Now I don’t know if these folks are just continuing the pre-election GOP so’s-your-old-man effort to establish moral equivalency for their own strong arm tactics, or it’s just all they can think of to write or talk about.
The latest conservative media security blanket is the claim that pro-Kerry early exit poll results are meaningless because the sample is skewed heavily towards women. I’d bet you a ride to the polls that many of the people promoting this interpretation were warbling just a few days ago about how Bush’s appeal to “security moms” has wiped out the gender gap.
I guess you reach for the bottle that gives you the belt you need.
Ah yes, here we are at that magic moment when every Washington Insider is frantically trolling for exit poll data. And numbers are flying around the phone lines and the internet.

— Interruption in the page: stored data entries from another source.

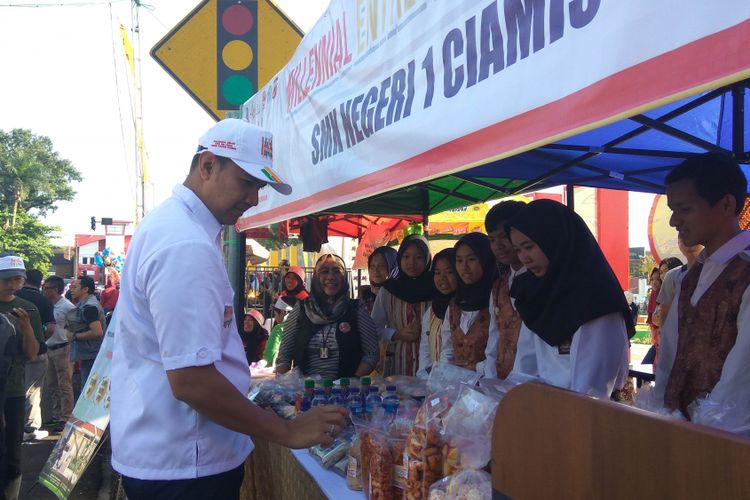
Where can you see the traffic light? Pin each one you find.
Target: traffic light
(237, 46)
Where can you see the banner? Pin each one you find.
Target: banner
(381, 94)
(84, 430)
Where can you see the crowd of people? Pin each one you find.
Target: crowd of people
(45, 335)
(535, 295)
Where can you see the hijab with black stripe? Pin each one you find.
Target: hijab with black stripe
(420, 288)
(477, 295)
(579, 285)
(440, 301)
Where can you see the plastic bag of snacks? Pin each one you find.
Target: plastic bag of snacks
(464, 485)
(466, 428)
(444, 375)
(424, 444)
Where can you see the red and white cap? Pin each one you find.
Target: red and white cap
(248, 145)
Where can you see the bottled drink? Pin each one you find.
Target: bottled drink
(364, 388)
(327, 386)
(336, 397)
(355, 402)
(373, 401)
(319, 398)
(344, 388)
(307, 395)
(390, 400)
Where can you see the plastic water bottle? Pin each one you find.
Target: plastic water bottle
(307, 396)
(336, 398)
(390, 400)
(373, 401)
(319, 398)
(354, 403)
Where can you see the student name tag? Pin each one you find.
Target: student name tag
(564, 348)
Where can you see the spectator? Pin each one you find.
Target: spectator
(703, 349)
(110, 294)
(60, 376)
(85, 325)
(36, 370)
(280, 311)
(29, 333)
(254, 336)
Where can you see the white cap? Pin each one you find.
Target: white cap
(249, 146)
(282, 306)
(11, 266)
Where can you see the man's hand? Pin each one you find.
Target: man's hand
(320, 425)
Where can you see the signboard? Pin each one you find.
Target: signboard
(84, 430)
(381, 95)
(224, 50)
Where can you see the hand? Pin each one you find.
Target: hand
(320, 425)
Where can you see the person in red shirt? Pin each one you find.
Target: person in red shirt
(110, 294)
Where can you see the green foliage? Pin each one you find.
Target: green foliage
(30, 239)
(34, 176)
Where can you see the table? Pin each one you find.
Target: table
(274, 471)
(642, 373)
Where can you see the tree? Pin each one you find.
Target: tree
(29, 238)
(34, 179)
(34, 176)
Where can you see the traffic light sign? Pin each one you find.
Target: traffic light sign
(237, 44)
(225, 50)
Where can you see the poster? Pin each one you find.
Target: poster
(84, 430)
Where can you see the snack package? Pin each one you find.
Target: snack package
(424, 445)
(444, 375)
(464, 485)
(466, 427)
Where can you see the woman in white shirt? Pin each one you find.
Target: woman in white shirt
(446, 281)
(576, 322)
(467, 324)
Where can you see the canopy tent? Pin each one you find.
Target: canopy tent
(439, 105)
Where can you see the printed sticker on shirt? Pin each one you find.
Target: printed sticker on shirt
(228, 315)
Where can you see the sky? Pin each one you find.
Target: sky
(65, 78)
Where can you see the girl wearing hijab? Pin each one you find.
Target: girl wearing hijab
(254, 336)
(401, 304)
(468, 322)
(328, 334)
(382, 265)
(576, 322)
(293, 286)
(446, 281)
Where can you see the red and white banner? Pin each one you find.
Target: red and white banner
(384, 93)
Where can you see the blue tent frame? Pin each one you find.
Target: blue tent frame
(633, 154)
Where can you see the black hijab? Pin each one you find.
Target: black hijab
(579, 285)
(477, 296)
(440, 301)
(412, 290)
(391, 260)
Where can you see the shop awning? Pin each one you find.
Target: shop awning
(445, 104)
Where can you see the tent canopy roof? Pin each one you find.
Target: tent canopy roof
(633, 154)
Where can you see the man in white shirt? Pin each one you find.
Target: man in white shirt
(60, 380)
(180, 417)
(705, 340)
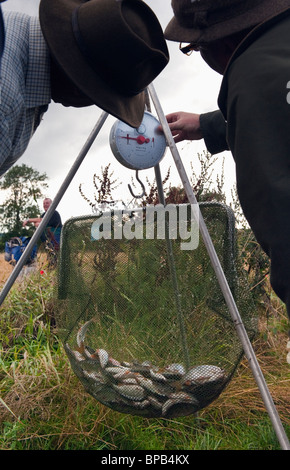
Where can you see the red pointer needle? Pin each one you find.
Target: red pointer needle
(140, 139)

But don’t get too excited. Some of the numbers are obviously garbled (the above link, for instance, has two separate sets of numbers from Wisconsin and Michigan). It’s unclear when they were harvested. We don’t know if they include early voting data (which is critical in places like Florida and Iowa). And if past experience is any indicator, this stuff morphs as it is transmitted from mouth to ear to web.
The first semi-official idea we’ll have of what’s really going on is when the networks begin their coverage and start to release voter responses to questions posed in exit polls. A big “wrong track” number would be a broad hint that Kerry’s doing well. A big plurality for “terrorism” as the prime voter concern would be good news for Bush.
But here are some things to keep in mind when the numbers actually start coming in:
1) The networks have said they won’t call a state until all polls are closed in it (e.g., no 7:15 calls for Florida this time).
2) They’ve also said they won’t call a state if the margin is within 1%.
3) They will be comparing exit poll data, which will probably include provisional ballots, with raw vote data, which won’t.
Because of the conservative nature of the decision desk rules this time, and the fact that provisional ballots counted later will probably break heavily for Kerry, I think it’s safe to say that if the race is called for Kerry tonight or in the wee hours of the morning, it will stick, and there’s nothing James Baker or the United States Supreme Court can do to change it.
If the race isn’t called when most of the non-provisional votes are in, then we could be, as so many of us have feared, back in banana-republic-land.